3. The imaging device according to claim 1, wherein:

said obtaining part obtains said object distance as said subject information; and

said gradation conversion part alters the characteristic of the gradation conversion in such a “direction that a change in gradation becomes more intense” as said object distance becomes longer than a predetermined reference, and alters the characteristic of the gradation conversion in such a “direction that a change in gradation becomes weaker” as said object distance becomes shorter than said predetermined reference.

4. The imaging device according to claim 1, wherein:

said obtaining part obtains said focal length of said photo-taking lens and said object distance as said subject information; and

said gradation conversion part alters the characteristic of the gradation conversion in such a “direction that a change in gradation becomes more intense” as said focal length becomes shorter and said object distance becomes longer than a predetermined reference, and alters the characteristic of the gradation conversion in such a “direction that a change in gradation becomes weaker” as said focal length becomes longer and said object distance becomes shorter than said predetermined reference.

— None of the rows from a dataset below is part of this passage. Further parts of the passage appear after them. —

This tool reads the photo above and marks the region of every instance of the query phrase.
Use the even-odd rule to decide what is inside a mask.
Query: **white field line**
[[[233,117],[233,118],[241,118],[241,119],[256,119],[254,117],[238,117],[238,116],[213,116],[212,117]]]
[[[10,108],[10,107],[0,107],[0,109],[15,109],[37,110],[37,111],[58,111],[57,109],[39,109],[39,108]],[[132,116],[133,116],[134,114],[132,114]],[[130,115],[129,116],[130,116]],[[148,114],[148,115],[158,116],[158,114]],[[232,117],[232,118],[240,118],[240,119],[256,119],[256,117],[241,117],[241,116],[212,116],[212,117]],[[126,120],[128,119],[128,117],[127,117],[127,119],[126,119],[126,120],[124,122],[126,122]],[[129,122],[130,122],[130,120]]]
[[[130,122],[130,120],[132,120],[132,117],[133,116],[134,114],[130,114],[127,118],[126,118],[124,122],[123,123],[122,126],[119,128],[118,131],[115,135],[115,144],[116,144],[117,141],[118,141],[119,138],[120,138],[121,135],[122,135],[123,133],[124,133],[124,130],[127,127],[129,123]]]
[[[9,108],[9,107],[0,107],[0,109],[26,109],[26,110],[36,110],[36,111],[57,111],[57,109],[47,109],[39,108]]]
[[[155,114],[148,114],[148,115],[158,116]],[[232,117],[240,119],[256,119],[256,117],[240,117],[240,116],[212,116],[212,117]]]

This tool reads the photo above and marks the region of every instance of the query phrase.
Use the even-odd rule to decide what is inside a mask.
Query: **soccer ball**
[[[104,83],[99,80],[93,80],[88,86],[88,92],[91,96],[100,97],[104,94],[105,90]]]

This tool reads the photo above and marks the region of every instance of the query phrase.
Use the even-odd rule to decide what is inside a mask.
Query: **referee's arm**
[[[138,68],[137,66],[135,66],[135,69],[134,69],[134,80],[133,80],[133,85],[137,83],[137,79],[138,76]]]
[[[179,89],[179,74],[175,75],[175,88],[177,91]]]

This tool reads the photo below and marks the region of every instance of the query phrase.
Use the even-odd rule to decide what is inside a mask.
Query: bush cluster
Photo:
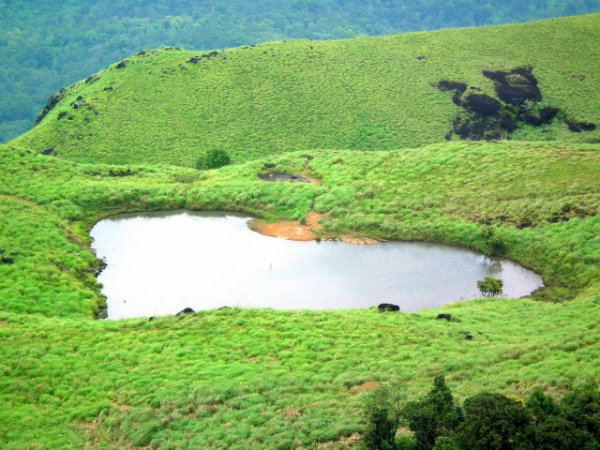
[[[425,397],[403,406],[390,402],[387,392],[378,389],[366,404],[368,449],[397,449],[396,431],[403,421],[413,432],[413,442],[403,446],[407,450],[600,449],[600,392],[593,382],[558,403],[540,390],[524,403],[481,392],[459,407],[443,375]]]

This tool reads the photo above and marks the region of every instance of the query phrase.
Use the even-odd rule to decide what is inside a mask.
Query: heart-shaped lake
[[[92,247],[108,318],[222,306],[355,309],[393,303],[402,311],[481,297],[477,281],[504,281],[522,297],[541,277],[511,261],[420,242],[351,245],[296,242],[255,233],[248,217],[223,212],[127,214],[98,222]]]

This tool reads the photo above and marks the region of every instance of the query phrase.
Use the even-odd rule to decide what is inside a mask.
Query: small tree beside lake
[[[485,277],[477,282],[477,288],[484,297],[496,297],[502,294],[504,281],[499,278]]]
[[[229,165],[230,162],[231,159],[225,150],[213,148],[196,160],[196,169],[218,169],[219,167]]]

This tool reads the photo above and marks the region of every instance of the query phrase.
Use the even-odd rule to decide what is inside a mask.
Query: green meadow
[[[463,400],[536,388],[558,399],[600,381],[600,130],[557,117],[510,140],[446,141],[459,107],[431,86],[493,95],[483,70],[533,67],[542,106],[600,127],[599,25],[592,14],[278,42],[196,63],[209,52],[152,50],[68,88],[0,146],[0,447],[360,448],[376,383],[410,400],[445,374]],[[193,169],[212,148],[232,164]],[[265,165],[319,183],[263,181]],[[487,254],[501,243],[546,287],[416,313],[98,320],[91,227],[178,208],[272,221],[317,211],[322,238]]]

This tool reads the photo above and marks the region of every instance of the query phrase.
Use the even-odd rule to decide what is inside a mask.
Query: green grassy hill
[[[158,50],[64,92],[0,145],[0,447],[360,448],[369,382],[414,399],[444,373],[464,399],[600,381],[599,131],[565,123],[600,124],[599,21],[264,44],[195,64],[203,52]],[[539,80],[532,113],[560,108],[554,121],[519,124],[510,141],[445,141],[464,112],[430,83],[481,89],[464,103],[496,96],[483,70],[517,67]],[[186,167],[214,147],[233,164]],[[265,164],[321,184],[263,181]],[[91,226],[175,208],[316,210],[329,213],[323,236],[501,242],[547,287],[411,314],[95,320]]]
[[[235,162],[306,148],[417,147],[443,140],[459,111],[451,93],[432,84],[458,81],[493,96],[482,71],[518,67],[533,68],[540,106],[599,126],[574,133],[557,119],[527,125],[514,139],[597,142],[598,42],[600,14],[592,14],[216,54],[149,51],[60,93],[16,142],[81,162],[181,166],[214,147]]]

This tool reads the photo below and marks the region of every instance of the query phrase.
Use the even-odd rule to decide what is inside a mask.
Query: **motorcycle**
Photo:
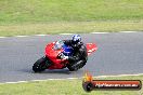
[[[86,46],[88,56],[98,50],[98,46],[94,43],[87,43]],[[46,46],[46,55],[34,64],[32,70],[35,72],[41,72],[46,69],[64,69],[67,67],[70,71],[74,71],[74,69],[70,69],[70,63],[67,59],[61,58],[63,54],[72,56],[73,53],[73,48],[64,44],[63,41],[49,43]]]

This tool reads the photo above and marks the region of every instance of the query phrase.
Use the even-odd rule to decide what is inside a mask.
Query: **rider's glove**
[[[68,59],[68,56],[64,56],[64,58],[63,59]]]
[[[61,59],[68,59],[68,56],[65,56],[63,53],[60,54]]]

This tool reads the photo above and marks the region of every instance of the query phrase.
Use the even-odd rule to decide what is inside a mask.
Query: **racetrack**
[[[84,42],[95,42],[99,48],[84,68],[76,72],[67,69],[32,72],[32,64],[43,56],[47,43],[70,37],[0,38],[0,82],[82,77],[84,69],[93,76],[143,73],[143,32],[81,35]]]

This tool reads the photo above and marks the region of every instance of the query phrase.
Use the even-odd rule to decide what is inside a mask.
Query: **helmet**
[[[72,40],[74,43],[78,43],[81,41],[81,37],[79,35],[74,35]]]

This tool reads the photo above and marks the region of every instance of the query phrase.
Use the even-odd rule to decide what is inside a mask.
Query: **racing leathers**
[[[68,56],[69,70],[78,70],[82,68],[88,60],[87,48],[82,42],[75,43],[73,40],[64,40],[64,44],[69,45],[74,49],[73,56]]]

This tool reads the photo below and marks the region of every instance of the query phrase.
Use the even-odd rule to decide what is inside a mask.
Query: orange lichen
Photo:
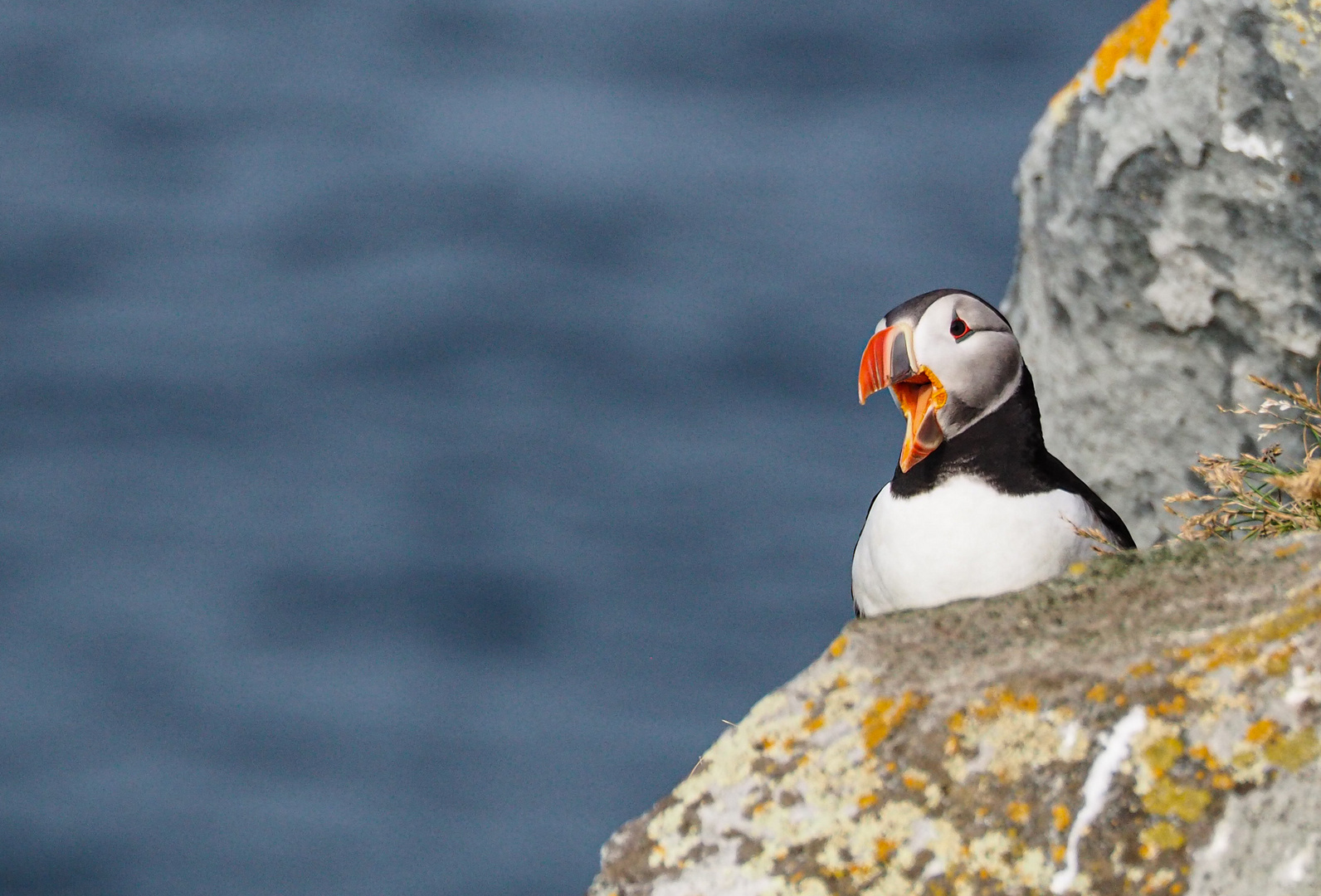
[[[1169,0],[1151,0],[1123,25],[1112,30],[1092,58],[1096,91],[1104,94],[1119,63],[1131,56],[1143,62],[1151,59],[1160,32],[1169,21]]]
[[[1269,657],[1266,658],[1266,674],[1284,675],[1285,673],[1288,673],[1289,666],[1292,665],[1291,659],[1293,654],[1297,653],[1297,650],[1299,650],[1297,648],[1289,644],[1272,653]]]
[[[1215,761],[1215,757],[1211,756],[1211,751],[1206,744],[1190,747],[1188,755],[1213,772],[1221,766],[1221,764]]]
[[[931,782],[931,778],[925,772],[919,772],[914,768],[904,769],[904,774],[900,776],[900,780],[904,781],[904,786],[909,790],[922,790]]]
[[[1165,774],[1182,755],[1184,743],[1178,737],[1161,737],[1143,752],[1156,777]]]
[[[878,699],[863,716],[863,743],[867,744],[867,749],[876,749],[904,722],[904,716],[923,706],[926,706],[926,698],[913,691],[904,691],[898,700],[888,696]]]
[[[1275,732],[1279,729],[1280,726],[1273,719],[1259,719],[1248,726],[1243,739],[1250,744],[1264,744],[1275,737]]]

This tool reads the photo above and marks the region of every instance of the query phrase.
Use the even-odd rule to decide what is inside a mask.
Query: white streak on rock
[[[1281,163],[1284,153],[1283,140],[1266,141],[1260,133],[1250,133],[1234,124],[1234,122],[1226,122],[1225,127],[1221,128],[1221,145],[1230,152],[1239,152],[1248,159],[1266,159],[1267,161]]]
[[[1119,765],[1128,759],[1128,744],[1132,743],[1143,728],[1147,727],[1147,707],[1135,706],[1128,711],[1115,729],[1110,733],[1110,743],[1100,756],[1095,759],[1087,770],[1087,780],[1082,785],[1082,809],[1074,825],[1069,829],[1069,846],[1065,852],[1065,867],[1050,879],[1050,892],[1067,892],[1078,876],[1078,842],[1082,840],[1100,810],[1106,807],[1106,794],[1110,793],[1110,782],[1119,770]]]

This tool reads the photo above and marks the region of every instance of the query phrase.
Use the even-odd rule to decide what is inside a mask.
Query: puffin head
[[[1013,395],[1022,354],[1009,322],[962,289],[909,299],[876,325],[857,371],[857,400],[889,389],[908,418],[905,473]]]

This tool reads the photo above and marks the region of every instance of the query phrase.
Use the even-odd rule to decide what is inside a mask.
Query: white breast
[[[1100,527],[1082,497],[1000,494],[955,476],[911,498],[876,496],[853,551],[853,600],[864,616],[938,607],[1026,588],[1095,556],[1078,527]]]

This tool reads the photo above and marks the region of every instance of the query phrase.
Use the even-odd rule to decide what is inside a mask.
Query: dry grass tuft
[[[1193,472],[1206,482],[1207,493],[1165,498],[1165,509],[1184,518],[1180,538],[1259,538],[1321,529],[1321,457],[1314,456],[1321,447],[1321,367],[1312,395],[1299,383],[1289,387],[1263,377],[1248,379],[1276,398],[1267,398],[1255,411],[1242,404],[1221,410],[1263,418],[1258,439],[1295,428],[1303,440],[1303,467],[1281,467],[1279,444],[1236,459],[1198,455]],[[1172,506],[1188,502],[1202,502],[1207,509],[1189,515]]]

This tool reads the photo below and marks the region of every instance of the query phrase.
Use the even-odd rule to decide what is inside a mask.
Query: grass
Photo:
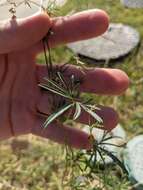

5. The imaging device according to claim 1, further comprising

a selecting part which selects a continuous shooting mode to continuously take a photograph by means of said imaging part, wherein

said gradation conversion part inhibits the alteration of the characteristic of the gradation conversion on and after the second photographing when said selecting part selects said continuous shooting mode.

6. The imaging device according to claim 1, wherein said gradation conversion part inhibits the alteration of the characteristic of the gradation conversion until a predetermined time has elapsed since the beginning of photographing by said imaging part.